I think this is key. The darktable manual right now is very much like the manual you get with your camera. The camera manual tells you what all the settings do, but it doesn’t help you with how to approach your photography and take better photos. Similarly, the darktable manual doesn’t really help you learn how to approach editing of a particular photo. Arguably, that’s not the job of the manual, but these kinds of resources need to exist.
If we look at some of the commercial software out there, there are lots of tutorials on specific techniques: “How to sharpen in x”, “How to make your photos pop in x”, “How to colour grade” etc. Then there are tutorials on specific genres of photography: “Portrait photography in x”, “Create stunning landscapes in x”, “Better night photography…” etc. These goal-oriented how-tos are wildly popular and very useful (the good ones at least).

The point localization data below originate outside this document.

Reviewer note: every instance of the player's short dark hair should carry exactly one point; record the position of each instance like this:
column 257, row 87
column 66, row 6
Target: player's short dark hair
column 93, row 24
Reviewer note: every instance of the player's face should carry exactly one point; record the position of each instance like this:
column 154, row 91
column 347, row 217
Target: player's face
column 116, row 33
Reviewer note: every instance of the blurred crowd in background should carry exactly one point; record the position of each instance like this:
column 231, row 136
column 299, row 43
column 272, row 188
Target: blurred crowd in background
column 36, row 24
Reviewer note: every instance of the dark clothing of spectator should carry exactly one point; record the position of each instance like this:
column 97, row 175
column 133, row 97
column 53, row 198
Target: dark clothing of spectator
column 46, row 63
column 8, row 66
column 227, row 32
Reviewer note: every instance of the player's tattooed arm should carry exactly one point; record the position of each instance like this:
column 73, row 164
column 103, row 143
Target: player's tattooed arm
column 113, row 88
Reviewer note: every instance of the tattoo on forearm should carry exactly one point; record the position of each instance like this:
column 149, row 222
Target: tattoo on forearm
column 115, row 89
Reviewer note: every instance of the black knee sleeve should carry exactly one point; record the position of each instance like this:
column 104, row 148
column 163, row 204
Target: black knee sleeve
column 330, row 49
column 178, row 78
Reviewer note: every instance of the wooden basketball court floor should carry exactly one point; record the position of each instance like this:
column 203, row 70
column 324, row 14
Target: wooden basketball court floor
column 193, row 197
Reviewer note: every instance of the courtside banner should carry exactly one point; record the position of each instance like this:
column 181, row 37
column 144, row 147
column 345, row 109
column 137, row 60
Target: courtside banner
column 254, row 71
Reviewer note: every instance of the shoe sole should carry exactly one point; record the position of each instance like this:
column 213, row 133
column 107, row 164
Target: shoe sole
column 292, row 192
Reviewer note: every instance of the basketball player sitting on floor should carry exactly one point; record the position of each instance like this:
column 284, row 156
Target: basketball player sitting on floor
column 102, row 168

The darktable series by Bruce Williams is excellent and essential viewing for new users. But it by and large still takes a similar approach to the manual, i.e. “this is what each module does”. Bruce has done some more workflow-based videos to help with a particular photography style, but there are not many of these tutorials out there in the wild.
So why aren’t there? I have a feeling it’s simply that there aren’t enough experts at darktable. I spend a lot of time on here and on the Reddit and Facebook darktable groups, and almost everyone is still learning how to use it. After two years of using darktable myself, I still feel I could only do basic tutorials, and even then it would probably be a more “drag this slider until it looks good” approach, because I couldn’t explain when to use Bilateral grid or Local Laplacian Filter, for example. I simply have no idea.
Which brings me to my next point, which is the UI. The addition of more tooltips in recent builds is a big step forward, but they are still very technical, and many tools don’t have them. darktable is excellent for the sheer amount of options it offers the user, but of course this can be overwhelming. I would welcome more goal-oriented tooltips of the type “Adjust this to boost x”, “Turn this down if you see halos” etc. I know this could be very tricky, but I’m just wondering how we can help demystify some of the more obscure labels like “RGB Euclidian Norm” and “Bias correction”.
Incidentally, i wonder if the “Invalid” label in the color calibration module should just be removed. It seems to always scare people until they come across one of the threads that tells them not to worry.